By Sunday, we arrived to the airport hoping the Brits had learned to handle the snow, we were somewhat disappointed. The snowplows were struggling to keep the snow off the runways, delaying flights. The airport personnel let us and our fellow passengers outside onto the tarmac, unaware the flight crew was still de-icing the plane. We shivered outside in the wind and snow, waiting to be admitted onto the airplane. When the airplane took to the air, I clapped and a few other passengers joined in. We had escaped.

Spending a weekend in Britain during a snowfall, or "snowstorm" as they call it, is like living through the first day of snow in Canada – drivers forget how to drive, snowplows take a while to get to the streets, people discover they haven't put on their snow tires.

In some countries over here, a serious snowfall comes once every few years, so they're institutionally unprepared for it and most people aren't sure how the handle the snow. It's like our first snow of the winter on a near-collapse-of-society level.

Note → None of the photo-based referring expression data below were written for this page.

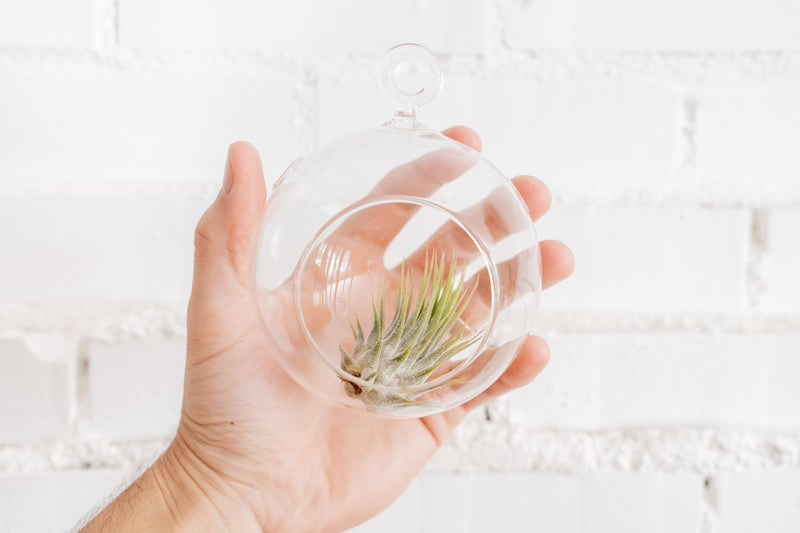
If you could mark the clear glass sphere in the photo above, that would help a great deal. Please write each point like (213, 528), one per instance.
(397, 271)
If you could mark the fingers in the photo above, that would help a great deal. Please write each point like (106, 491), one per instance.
(533, 356)
(225, 235)
(535, 194)
(557, 262)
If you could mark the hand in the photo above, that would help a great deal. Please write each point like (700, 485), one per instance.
(256, 449)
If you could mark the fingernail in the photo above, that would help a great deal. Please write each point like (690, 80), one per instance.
(227, 179)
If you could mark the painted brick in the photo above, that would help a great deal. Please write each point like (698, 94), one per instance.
(95, 248)
(53, 502)
(749, 135)
(631, 259)
(680, 25)
(46, 23)
(617, 380)
(35, 395)
(138, 126)
(759, 501)
(136, 387)
(302, 26)
(782, 265)
(518, 501)
(559, 131)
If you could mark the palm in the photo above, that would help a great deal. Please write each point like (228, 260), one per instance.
(245, 417)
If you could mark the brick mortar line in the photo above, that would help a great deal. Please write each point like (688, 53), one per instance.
(493, 446)
(125, 321)
(547, 65)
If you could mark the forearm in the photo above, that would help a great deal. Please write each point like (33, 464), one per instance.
(174, 495)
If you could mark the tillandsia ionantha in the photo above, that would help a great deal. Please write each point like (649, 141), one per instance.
(417, 341)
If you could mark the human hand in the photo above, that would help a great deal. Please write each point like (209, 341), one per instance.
(256, 450)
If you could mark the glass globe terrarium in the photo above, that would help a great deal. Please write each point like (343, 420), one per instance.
(397, 271)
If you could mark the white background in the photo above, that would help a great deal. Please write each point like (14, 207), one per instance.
(669, 132)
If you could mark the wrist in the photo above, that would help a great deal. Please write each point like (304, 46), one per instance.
(195, 498)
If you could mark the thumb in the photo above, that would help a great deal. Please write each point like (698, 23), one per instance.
(225, 236)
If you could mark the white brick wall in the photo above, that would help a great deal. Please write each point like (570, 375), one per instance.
(607, 502)
(678, 25)
(36, 395)
(668, 132)
(135, 388)
(53, 503)
(302, 26)
(46, 23)
(759, 501)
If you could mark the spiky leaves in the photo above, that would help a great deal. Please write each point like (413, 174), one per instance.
(421, 336)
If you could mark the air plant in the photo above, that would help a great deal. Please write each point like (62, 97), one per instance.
(417, 341)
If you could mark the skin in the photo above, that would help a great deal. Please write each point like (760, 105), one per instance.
(254, 451)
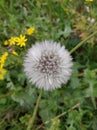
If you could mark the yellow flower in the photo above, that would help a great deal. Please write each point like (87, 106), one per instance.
(6, 42)
(12, 40)
(89, 0)
(2, 73)
(2, 59)
(21, 41)
(30, 30)
(15, 53)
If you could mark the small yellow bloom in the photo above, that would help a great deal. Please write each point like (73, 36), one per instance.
(89, 0)
(15, 53)
(6, 42)
(21, 41)
(30, 30)
(2, 59)
(2, 73)
(12, 40)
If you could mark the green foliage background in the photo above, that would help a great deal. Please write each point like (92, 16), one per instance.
(65, 21)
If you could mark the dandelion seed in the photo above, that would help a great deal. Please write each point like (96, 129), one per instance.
(48, 65)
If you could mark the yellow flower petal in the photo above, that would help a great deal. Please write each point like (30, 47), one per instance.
(30, 30)
(6, 42)
(15, 53)
(2, 73)
(21, 41)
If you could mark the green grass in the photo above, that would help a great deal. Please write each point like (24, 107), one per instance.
(75, 103)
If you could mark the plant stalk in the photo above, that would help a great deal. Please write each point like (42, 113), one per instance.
(31, 121)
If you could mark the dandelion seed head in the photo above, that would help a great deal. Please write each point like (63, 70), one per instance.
(48, 65)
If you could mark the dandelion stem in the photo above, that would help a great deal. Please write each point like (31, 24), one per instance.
(64, 113)
(82, 42)
(31, 121)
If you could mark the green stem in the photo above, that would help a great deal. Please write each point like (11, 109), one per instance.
(64, 113)
(82, 42)
(31, 121)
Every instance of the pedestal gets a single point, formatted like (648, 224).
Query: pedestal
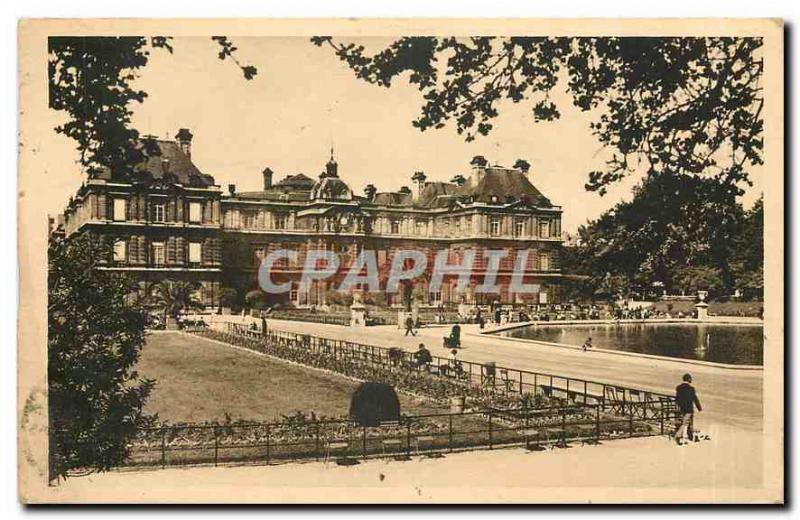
(358, 315)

Canadians – and some hearty American states – have the advantage of having a few more snowfalls to deal with throughout the year, by which time we've forgotten how to deal with snow again and we're all clueless about how to drive, walk, breath, et cetera. 

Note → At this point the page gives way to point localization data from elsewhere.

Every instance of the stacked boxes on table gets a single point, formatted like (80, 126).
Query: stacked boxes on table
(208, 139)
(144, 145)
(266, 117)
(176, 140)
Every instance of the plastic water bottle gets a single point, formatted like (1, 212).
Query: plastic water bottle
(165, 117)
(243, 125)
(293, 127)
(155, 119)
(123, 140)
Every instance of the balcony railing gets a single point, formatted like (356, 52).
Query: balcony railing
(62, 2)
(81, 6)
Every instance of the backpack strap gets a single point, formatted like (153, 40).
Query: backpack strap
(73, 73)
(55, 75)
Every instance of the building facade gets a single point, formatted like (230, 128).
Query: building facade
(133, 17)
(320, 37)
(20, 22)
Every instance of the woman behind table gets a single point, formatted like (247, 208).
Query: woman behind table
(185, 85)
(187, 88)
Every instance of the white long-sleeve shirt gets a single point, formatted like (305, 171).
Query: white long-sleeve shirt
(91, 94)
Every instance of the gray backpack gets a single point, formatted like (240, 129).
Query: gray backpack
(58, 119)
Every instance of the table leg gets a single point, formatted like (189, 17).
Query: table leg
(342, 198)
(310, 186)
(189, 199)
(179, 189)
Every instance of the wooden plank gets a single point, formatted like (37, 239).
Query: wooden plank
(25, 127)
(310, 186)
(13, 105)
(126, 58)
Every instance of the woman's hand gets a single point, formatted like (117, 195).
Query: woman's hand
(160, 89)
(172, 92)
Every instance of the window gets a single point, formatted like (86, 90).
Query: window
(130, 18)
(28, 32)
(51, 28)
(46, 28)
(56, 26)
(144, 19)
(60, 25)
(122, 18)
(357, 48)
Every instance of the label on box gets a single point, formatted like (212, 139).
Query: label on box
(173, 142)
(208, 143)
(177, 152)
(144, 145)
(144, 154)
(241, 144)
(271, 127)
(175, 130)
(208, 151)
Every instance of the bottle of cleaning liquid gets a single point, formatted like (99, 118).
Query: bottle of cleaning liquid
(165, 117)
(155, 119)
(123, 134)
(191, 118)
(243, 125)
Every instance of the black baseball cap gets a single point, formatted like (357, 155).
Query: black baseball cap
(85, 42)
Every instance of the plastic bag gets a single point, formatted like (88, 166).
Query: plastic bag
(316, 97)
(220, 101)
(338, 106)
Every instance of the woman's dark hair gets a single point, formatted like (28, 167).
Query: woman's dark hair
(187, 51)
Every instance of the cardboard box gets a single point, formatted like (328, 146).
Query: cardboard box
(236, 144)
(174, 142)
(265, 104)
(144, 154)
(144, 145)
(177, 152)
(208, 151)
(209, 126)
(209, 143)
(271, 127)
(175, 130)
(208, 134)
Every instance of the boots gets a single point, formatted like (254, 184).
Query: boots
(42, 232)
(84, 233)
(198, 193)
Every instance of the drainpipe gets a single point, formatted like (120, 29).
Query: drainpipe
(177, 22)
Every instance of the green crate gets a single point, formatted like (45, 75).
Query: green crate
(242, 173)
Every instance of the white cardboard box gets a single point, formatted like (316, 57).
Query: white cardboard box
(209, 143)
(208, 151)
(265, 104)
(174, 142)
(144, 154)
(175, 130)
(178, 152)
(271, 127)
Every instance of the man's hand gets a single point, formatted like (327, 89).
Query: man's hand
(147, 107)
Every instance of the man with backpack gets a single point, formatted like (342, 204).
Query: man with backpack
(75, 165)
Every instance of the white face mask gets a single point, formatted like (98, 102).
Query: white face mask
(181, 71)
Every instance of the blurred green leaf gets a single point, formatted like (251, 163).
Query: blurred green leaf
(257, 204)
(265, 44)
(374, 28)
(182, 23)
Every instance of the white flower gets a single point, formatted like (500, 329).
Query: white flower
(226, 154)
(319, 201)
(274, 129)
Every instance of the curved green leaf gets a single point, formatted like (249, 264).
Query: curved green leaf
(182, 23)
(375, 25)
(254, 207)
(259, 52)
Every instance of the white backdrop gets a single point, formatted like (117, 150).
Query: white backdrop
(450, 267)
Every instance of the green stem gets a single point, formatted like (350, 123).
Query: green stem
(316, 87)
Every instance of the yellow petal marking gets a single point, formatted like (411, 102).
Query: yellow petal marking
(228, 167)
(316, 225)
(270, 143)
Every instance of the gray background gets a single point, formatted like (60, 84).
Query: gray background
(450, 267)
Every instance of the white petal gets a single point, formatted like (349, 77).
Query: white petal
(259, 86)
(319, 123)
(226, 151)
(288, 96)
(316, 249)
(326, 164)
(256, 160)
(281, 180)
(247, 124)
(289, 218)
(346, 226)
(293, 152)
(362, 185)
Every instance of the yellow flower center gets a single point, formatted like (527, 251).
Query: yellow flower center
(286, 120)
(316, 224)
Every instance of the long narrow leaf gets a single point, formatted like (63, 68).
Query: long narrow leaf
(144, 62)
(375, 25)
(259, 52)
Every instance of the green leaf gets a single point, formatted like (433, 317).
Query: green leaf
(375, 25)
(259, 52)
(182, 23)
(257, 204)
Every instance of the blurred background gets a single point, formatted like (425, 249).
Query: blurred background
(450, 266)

That being said, there are few better places to spend a snowstorm than in a cozy pub in England.

A Day Over in Hanover

Whenever we got lost in Hanover,
we looked for the "Witch Church' to orient ourselves.

Cities in Northern Germany are studies in contradictions.

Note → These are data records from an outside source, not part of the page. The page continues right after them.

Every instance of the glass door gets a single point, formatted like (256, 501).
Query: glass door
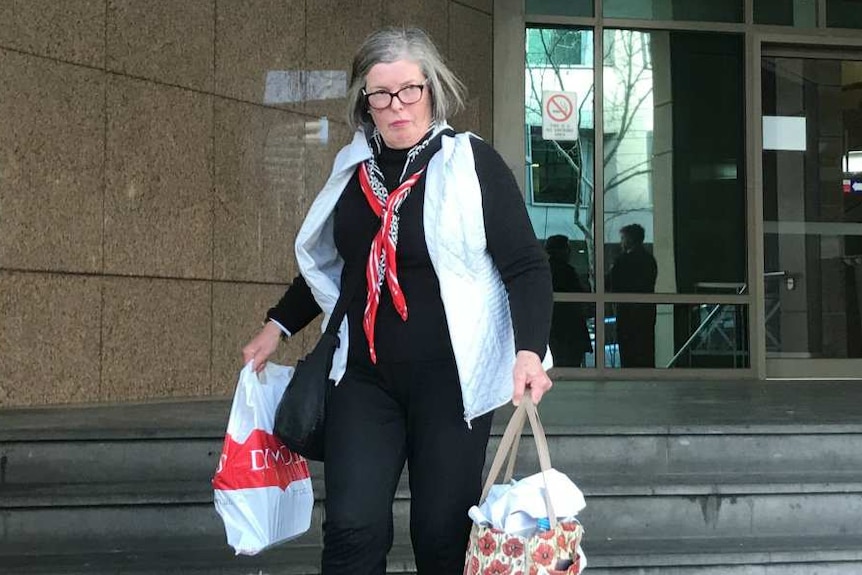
(812, 213)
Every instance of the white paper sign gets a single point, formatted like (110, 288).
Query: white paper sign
(784, 133)
(559, 115)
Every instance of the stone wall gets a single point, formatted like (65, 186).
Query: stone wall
(156, 159)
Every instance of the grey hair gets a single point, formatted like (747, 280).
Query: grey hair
(413, 44)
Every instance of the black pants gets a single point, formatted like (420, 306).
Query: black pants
(378, 418)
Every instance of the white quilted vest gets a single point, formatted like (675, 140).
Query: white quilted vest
(474, 297)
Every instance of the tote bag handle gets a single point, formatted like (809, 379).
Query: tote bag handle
(509, 447)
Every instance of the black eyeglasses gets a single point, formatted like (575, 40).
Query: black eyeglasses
(381, 99)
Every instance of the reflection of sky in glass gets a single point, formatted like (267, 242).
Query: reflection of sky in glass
(288, 86)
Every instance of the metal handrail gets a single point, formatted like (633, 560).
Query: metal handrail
(715, 311)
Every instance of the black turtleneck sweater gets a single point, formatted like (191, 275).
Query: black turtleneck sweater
(511, 243)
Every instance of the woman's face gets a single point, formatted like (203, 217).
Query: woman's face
(401, 125)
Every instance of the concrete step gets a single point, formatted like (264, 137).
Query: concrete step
(126, 526)
(674, 485)
(712, 556)
(727, 458)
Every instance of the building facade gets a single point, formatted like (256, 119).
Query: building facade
(729, 133)
(156, 159)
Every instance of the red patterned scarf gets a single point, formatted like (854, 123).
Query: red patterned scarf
(382, 261)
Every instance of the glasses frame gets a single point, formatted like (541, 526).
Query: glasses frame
(393, 95)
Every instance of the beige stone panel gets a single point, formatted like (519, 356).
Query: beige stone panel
(318, 163)
(470, 43)
(238, 311)
(255, 41)
(260, 158)
(158, 212)
(156, 337)
(334, 31)
(430, 15)
(164, 40)
(71, 30)
(486, 6)
(51, 164)
(49, 337)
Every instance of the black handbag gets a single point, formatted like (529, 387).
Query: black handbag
(300, 417)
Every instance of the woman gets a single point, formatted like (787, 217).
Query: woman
(436, 224)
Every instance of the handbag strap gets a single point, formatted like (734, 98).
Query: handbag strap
(509, 445)
(350, 286)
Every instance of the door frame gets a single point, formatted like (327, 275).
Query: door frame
(792, 45)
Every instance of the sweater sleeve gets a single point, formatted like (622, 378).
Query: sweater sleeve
(296, 308)
(515, 250)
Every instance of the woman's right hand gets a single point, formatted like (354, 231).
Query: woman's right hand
(262, 346)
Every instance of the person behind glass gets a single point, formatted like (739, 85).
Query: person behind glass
(451, 320)
(634, 271)
(570, 338)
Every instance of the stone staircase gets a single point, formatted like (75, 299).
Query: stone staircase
(681, 478)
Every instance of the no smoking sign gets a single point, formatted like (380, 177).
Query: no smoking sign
(559, 115)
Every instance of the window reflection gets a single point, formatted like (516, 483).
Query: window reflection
(843, 14)
(644, 335)
(786, 12)
(674, 155)
(571, 338)
(695, 10)
(559, 179)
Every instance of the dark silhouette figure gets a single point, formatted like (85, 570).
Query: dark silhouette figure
(634, 271)
(570, 338)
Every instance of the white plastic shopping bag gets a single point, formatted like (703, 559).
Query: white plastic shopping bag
(262, 490)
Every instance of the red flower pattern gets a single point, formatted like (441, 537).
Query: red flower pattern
(544, 554)
(487, 544)
(513, 547)
(497, 568)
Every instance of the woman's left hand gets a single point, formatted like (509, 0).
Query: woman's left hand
(529, 373)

Bremen is a blue-collared, working class city, where beer brewers and factory workers rub shoulders with students and artists. That strange mixture gives you a city that's grounded and unpretentious, yet still artistic and surprising. My kind of city.

Hamburg is a sprawl of sailors, refugees, drifters, musicians, bankers, ship owners, and old money at the mouth of the Elbe River. It's a city of work ethic and debauchery, with a worldliness that accepts everything and anything, because there are better things to do than judge someone for who they are or what they do – like make money or party.

To the south of these fine towns is Hanover, a mid-sized city that's a little tougher to pin down.

Every region in Germany speaks German a little different, from the rocks-in-your-mouth dialect in Cologne to the Bavarians' take on the language, which the rest of Germany unjustifiably snickers at. I've been told the German that Hanoverians speak is as close as you can get to the original High German. I'm no expert, but the German I heard in Hanover was definitely clearer and easier to understand for the slow-learning, novice German-speaker.

Hanover is a city that wears its white collar stiffly, but unlike other German cities, Hanover is not a city of bankers or chemists or engineers. It's a city of culture. There are theatres everywhere, an opera house with a packed schedule, and enough museums and art galleries to please every artistic inclination.

And yet, our only full day in the city was a Monday, so every museum in the city was closed. The Sprengel and its collection of 20th centuries masterpieces was off limits. The Kestnergesellschaft was a no go. The edgy, ultra-modern KUBUS was not edgy enough to be not closed for the day.

And since this is February, the Botanical Gardens and the gardens around the Schloss Herrenhaus would have been a dreary, cold walks. The giant forest in the middle of the city would have been nice, but barren. 

But this is turning into a blog post about what we didn't do, let's get down to what we did do.

We wandered around Hanover's lovely old town. We ate pizza at an amazing Italian place – by the way, the best Italian food I've eaten has been at Italian-owned restaurants in Germany, not tourist traps in Italy. We froze walking around the old city hall and the local man-made lake. We warmed up over kaffee and kuchen. We even did a little window shopping.


Clearly visiting on a Museum Monday in February meant what we didn't get a complete sense of the city's culture or its big cityforest. So a return trip with better weather on any day other than a Monday might in order. Even with 36 hours in the city, Hanover showed it's depth, we just need to time it better.